Check out this new $46 million manse from famed architect Noah Walker in the celebrity haunt of Trousdale Estates (Jennifer Anniston, David Spade, Jane Fonda, Ringo Starr, Simon Cowell), where you can get—or stay—fit amongst such other must-have amenities as disappearing walls of glass, a gourmet kitchen with dual marble islands, a wine cellar, and a 2,000-square-foot roof deck with views of the Hollywood sign.
Or, opt for this $12.2 million Beverly Hills wellness home. “It’s the latest luxury development catering to buyers with deep pockets prioritizing self-care,” said FOX Business. The six-bedroom, 6,300-square-foot home “is fully loaded with amenities like a Peloton bike, a virtual trainer that’s built into a mirror and access to a detoxing Scandinavian Hydrotherapy—a hot and cold treatment said to improve circulation. If that’s not a big enough sell, the new homeowner will get private yoga classes twice a week, and cold-pressed juice delivered to the home from a ‘juiceologist’ for the first three months.”
According to the Global Wellness Institute, real estate is “the next frontier that will be radically transformed by the wellness movement. Our homes, communities and surrounding environment directly affect our daily behaviors and lifestyles, and together these determine up to 80–90 percent of our health outcomes,” they said. “Since our homes are typically our most important personal investment and expenditure, it is only logical that they should also be an investment in our health and wellbeing.”

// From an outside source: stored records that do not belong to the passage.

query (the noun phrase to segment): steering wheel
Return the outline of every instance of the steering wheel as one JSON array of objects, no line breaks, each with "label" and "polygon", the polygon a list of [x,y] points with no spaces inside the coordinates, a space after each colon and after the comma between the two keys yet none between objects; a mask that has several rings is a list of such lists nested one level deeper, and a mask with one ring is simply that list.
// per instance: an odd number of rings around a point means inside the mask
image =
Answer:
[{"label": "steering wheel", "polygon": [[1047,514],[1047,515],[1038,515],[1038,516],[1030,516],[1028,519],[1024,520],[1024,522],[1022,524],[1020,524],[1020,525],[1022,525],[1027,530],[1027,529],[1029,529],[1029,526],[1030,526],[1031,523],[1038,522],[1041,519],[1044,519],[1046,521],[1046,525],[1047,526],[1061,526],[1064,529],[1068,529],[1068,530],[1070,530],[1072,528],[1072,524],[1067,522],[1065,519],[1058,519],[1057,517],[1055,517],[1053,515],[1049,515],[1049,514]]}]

That may not mean a peloton with every purchase, but it does warrant “a shift that explicitly puts people’s wellness at the center of the conception, design, creation and redevelopment of our homes and neighborhoods,” they said. The Global Wellness Institute puts a $134 billion value on the this corner of the real estate market last year at $134 billion industry, “a number expected to grow to $180 billion 2022.
It’s smart marketing for a listing that’s got the goods. According to a report from ONE Sotheby’s International, “properties with wellness-focused amenities sell for anywhere between 10 percent to 25 percent more than traditional luxury properties,” said Diane Hartley on RISMedia. “In the luxury world, that can mean a significant sum of cash.”
That may explain the increase in wellness branding for luxury properties. “At the 120-acre Canyon Ranch resort in Lenox, Massachusetts, residents moving into one of the 19 new condominiums consult with a personal wellness adviser who then assembles a team of specialists to carry out their individualized wellness plan—including on-site physicians, nutritionists, exercise physiologists, behavioral counselors and spiritual wellness experts,” said Mansion Global. “Memberships with access to the full range of personalized wellness services are $9,000 annually for one person or $12,000 for a couple, in addition to homeowners association fees, spokeswoman Alexis Chernoff said.”
The wellness trend is largely confined to the luxury market right now, which is mainly a factor of cost. But “a tsunami” is coming to the mid-market in the next three to five years, according to the Global Wellness Institute. And it might look a lot like Rancho Sahuarita south of Tucson, AZ.
“Arizona is usually associated with retirees and spa retreats, not millennials. So when developers planned Rancho Sahuarita with the intent to draw young families looking for a healthy lifestyle, surely there were skeptics,” said Realtor.com. “But this 3,000-acre community—with its 17 miles of bike paths and 15-acre lake, just 9 miles south of Tucson—has become a destination for concerts, art fairs, triathlons, and festivals. Homeowners can take yoga, tennis, ballet, or more than 50 other classes a week at the community clubhouse, which provides babysitting. Best of all, they’re all covered by monthly homeowner association dues of $93 per house.”